Menurut Save The Children, dengan jumlah kematian melebihi 200.000 dalam seminggu di India, berisiko mendorong banyak anak dan keluarga ke dalam kemiskinan.

Penelitian yang diterbitkan bulan lalu menemukan bahwa tingkat kemiskinan India dapat meningkat hingga 0,6% jika penanganan COVID-19 tidak ketat. Namun jika diterapkan penanganan yang ketat, kemiskinan dapat meningkat hingga 7%.

Meskipun anak-anak berisiko lebih rendah tertular COVID-19, tetapi keluarga dan perubahan sosial yang terjadi juga mempengaruhi mereka.

Meningkatnya kemiskinan, kurangnya akses ke makanan dan sistem kesehatan yang terganggu dapat berdampak buruk pada jutaan anak, Save the Children memperingatkan. Anak-anak yang sakit mungkin tidak mendapatkan perawatan yang mereka butuhkan karena rumah sakit kewalahan oleh kasus COVID-19, dan anak-anak mungkin terpaksa putus sekolah dan mencari pekerjaan untuk menambah pendapatan keluarga.

Anak-anak yang tidak bersekolah berisiko lebih tinggi menjadi korban berbagai bentuk pelecehan seperti pernikahan anak, pekerja anak, dan eksploitasi.

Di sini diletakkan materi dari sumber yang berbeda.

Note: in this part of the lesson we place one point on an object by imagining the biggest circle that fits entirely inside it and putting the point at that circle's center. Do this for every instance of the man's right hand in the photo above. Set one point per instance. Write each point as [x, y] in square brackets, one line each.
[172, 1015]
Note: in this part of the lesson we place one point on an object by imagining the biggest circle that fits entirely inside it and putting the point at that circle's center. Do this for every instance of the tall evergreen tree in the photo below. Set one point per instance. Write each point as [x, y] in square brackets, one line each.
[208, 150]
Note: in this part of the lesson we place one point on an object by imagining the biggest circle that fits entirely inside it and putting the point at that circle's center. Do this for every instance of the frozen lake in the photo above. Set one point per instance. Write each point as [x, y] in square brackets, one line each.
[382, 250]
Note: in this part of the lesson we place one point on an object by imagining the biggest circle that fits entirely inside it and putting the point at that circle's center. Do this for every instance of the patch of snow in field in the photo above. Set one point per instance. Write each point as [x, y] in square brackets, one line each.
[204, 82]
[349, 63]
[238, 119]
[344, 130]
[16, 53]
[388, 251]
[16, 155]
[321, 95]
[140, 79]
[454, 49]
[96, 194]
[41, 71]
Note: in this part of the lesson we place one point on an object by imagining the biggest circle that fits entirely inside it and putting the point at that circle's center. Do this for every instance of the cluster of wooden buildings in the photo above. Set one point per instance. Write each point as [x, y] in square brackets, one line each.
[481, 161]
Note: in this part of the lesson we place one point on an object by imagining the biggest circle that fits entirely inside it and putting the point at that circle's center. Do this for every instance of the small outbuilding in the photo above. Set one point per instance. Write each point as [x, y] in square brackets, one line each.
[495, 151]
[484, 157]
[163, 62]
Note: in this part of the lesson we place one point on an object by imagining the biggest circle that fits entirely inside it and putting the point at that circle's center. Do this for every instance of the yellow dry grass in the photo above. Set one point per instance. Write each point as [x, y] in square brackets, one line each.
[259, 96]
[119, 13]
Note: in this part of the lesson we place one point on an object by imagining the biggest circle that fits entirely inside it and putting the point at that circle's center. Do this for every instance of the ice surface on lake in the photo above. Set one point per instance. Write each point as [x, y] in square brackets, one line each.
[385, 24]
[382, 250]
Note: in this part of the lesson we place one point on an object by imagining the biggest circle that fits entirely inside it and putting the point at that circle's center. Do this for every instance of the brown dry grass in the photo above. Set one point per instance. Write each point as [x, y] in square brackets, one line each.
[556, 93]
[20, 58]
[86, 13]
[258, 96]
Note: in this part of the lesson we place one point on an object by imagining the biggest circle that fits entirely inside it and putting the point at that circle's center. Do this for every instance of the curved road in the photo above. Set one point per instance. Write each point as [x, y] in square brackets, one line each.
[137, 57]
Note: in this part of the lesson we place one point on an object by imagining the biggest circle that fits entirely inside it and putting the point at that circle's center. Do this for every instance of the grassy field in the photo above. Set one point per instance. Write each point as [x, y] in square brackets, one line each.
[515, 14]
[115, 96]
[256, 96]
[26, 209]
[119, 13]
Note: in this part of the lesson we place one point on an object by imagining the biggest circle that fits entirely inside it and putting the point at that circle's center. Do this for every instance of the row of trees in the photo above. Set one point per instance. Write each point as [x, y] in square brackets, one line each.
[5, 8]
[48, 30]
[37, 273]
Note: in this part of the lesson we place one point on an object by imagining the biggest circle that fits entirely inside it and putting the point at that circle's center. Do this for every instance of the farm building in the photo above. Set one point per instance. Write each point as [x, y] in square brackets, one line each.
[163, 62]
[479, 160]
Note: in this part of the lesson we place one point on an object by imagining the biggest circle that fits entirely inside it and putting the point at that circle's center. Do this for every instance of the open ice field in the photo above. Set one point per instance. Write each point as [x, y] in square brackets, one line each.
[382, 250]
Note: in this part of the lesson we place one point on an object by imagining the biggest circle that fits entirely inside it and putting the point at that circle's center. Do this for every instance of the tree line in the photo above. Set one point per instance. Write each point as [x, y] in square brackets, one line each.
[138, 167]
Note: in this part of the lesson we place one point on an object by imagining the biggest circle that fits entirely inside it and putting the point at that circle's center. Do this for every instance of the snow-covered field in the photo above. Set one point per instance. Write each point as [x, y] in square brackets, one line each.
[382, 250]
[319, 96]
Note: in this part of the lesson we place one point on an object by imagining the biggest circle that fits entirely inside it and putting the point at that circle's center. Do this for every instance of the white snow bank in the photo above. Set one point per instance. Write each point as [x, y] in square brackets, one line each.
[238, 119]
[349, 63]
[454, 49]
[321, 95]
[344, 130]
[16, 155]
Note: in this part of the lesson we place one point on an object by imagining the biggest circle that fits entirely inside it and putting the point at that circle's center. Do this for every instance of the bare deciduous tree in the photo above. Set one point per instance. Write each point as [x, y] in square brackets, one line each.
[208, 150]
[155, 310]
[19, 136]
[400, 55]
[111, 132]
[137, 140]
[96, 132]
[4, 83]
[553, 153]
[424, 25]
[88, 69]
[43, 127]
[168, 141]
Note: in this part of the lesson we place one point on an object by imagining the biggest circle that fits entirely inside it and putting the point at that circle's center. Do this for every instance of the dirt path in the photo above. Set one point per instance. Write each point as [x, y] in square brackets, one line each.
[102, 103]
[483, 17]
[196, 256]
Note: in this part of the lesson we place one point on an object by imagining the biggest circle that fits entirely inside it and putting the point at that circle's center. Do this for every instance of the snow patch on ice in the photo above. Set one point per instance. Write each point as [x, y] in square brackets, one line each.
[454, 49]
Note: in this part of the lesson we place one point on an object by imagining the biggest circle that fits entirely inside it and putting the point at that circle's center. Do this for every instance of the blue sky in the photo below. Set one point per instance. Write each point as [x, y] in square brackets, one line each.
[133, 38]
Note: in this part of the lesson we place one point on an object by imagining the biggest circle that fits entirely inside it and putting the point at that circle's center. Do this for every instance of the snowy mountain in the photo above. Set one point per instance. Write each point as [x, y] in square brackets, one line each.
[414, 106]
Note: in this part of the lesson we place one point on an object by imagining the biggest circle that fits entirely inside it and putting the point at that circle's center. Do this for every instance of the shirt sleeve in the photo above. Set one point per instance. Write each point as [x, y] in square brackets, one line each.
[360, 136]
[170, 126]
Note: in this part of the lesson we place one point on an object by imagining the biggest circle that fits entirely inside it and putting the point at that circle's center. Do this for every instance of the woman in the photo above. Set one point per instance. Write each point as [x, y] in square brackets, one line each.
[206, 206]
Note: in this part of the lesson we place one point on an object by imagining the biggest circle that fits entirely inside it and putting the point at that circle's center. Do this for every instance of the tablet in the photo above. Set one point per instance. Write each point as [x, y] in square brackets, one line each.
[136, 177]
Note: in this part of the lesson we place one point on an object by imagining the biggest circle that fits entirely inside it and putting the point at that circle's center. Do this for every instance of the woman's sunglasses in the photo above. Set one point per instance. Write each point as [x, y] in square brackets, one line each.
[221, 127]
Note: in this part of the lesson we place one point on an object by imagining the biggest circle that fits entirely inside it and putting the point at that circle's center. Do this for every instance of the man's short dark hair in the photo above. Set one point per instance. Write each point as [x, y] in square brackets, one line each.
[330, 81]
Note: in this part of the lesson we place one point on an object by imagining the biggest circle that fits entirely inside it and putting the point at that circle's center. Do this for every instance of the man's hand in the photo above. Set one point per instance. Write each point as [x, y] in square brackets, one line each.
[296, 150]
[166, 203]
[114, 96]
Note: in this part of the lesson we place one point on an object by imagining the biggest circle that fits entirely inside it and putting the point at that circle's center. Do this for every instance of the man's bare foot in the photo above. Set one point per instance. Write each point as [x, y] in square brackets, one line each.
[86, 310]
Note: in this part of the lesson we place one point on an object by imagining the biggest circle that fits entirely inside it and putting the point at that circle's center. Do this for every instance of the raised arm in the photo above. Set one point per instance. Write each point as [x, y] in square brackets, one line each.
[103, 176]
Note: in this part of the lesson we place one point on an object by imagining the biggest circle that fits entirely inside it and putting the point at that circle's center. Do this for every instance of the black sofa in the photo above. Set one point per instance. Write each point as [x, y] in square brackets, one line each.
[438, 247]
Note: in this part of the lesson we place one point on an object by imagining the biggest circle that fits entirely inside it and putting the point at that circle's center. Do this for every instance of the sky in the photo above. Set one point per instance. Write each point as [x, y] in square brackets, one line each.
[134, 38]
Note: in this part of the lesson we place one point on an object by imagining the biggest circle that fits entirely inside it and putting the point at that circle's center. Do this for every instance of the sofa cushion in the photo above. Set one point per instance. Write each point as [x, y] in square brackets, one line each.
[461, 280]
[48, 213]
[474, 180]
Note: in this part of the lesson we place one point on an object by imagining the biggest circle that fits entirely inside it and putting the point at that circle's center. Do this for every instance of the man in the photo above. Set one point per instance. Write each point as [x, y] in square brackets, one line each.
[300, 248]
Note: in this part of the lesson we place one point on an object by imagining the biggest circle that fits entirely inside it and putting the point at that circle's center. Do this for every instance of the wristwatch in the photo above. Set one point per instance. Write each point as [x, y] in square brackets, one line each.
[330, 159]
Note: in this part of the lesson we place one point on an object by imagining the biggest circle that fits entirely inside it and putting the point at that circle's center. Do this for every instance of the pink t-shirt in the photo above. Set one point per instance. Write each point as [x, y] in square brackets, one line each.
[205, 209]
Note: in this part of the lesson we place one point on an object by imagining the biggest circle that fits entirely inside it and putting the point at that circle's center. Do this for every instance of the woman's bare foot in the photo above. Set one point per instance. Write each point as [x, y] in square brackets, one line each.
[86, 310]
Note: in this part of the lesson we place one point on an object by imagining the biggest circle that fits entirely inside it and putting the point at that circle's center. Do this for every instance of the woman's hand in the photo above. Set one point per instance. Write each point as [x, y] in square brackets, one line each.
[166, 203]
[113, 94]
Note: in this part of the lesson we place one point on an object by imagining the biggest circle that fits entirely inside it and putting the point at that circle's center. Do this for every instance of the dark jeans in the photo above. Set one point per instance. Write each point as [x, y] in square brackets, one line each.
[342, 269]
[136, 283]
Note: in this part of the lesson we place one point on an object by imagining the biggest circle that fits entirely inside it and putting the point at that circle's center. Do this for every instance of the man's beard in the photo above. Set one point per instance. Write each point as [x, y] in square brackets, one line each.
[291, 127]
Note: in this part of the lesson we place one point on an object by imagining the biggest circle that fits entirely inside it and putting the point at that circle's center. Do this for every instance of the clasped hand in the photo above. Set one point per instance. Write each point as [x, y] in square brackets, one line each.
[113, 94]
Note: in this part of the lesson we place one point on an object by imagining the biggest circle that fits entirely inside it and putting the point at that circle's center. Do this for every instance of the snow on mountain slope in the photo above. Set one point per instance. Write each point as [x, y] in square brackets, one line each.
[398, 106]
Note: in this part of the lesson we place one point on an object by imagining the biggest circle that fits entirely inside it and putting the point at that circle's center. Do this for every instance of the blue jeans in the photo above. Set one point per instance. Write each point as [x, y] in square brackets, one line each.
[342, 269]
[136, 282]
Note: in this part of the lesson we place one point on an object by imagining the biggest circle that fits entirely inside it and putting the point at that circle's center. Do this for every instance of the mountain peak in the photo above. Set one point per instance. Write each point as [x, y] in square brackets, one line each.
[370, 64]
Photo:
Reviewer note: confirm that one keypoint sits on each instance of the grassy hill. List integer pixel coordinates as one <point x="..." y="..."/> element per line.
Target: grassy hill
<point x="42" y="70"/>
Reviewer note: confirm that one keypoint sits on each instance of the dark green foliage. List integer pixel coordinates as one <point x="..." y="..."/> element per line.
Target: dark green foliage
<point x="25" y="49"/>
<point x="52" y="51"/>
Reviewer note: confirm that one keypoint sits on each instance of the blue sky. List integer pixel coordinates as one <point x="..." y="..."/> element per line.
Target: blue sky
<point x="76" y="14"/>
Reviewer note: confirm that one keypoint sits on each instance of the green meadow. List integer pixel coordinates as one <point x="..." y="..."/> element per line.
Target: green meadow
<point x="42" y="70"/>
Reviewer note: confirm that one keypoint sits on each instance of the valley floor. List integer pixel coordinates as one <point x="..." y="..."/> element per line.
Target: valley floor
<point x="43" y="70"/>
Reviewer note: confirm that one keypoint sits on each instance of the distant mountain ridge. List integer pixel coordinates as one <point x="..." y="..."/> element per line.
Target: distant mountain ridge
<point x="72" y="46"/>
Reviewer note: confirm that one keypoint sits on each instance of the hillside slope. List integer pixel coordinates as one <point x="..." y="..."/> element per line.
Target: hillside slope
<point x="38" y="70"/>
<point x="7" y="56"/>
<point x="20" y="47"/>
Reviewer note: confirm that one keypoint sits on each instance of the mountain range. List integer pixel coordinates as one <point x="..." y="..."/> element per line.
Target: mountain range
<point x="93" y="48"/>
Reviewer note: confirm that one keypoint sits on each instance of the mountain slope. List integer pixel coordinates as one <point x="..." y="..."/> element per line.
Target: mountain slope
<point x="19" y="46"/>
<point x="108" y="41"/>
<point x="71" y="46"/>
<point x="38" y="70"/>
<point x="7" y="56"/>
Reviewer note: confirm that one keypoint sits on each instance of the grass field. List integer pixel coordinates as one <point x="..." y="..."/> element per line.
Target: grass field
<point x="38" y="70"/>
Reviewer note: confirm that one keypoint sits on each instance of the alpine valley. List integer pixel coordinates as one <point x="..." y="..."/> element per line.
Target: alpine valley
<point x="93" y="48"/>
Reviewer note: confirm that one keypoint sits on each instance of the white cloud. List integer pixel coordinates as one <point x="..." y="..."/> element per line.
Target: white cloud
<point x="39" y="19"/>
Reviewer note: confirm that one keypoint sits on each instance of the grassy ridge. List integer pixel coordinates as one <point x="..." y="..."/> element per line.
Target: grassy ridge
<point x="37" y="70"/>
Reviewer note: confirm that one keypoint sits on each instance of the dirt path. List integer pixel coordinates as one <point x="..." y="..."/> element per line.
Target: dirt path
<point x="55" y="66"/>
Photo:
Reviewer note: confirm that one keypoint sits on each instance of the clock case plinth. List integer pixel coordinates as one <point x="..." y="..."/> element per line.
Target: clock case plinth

Save The Children di India menyatakan bahwa krisis di India terus berlanjut di luar kendali, dampaknya terhadap anak-anak juga menjadi semakin serius.

Lonjakan infeksi COVID-19 memaksa pemerintah melakukan tindakan ketat yang telah melemahkan ekonomi dan memperburuk situasi ekonomi. Pandemi COVID-19 ini sangat menghancurkan kemajuan yang sudah dicapai India dalam mengurangi angka kemiskinan.

Sistem kesehatan di sana pun kurang memadai untuk melindungi rakyat yang rentan. Diprediksi akan banyak anak yang kehilangan orang tua atau anggota keluarganya. Banyak keluarga tidak bisa megatasi masalah ini, termasuk pemerintah.

Save the Children di India telah bekerja sama dengan pemerintah India untuk menanggapi krisis dengan membangkitkan kesadaran tentang pencegahan, tindakan pengendalian, dan vaksinasi COVID-19.

Selain itu, juga bekerjasama untuk melindungi anak-anak dari eksploitasi dan pernikahan anak. Organisasi tersebut berencana untuk meningkatkan program kesehatan dengan memberikan dukungan medis yang menyelamatkan jiwa seperti pusat karantina, ambulans, makanan, dan dukungan psikososial untuk anak-anak.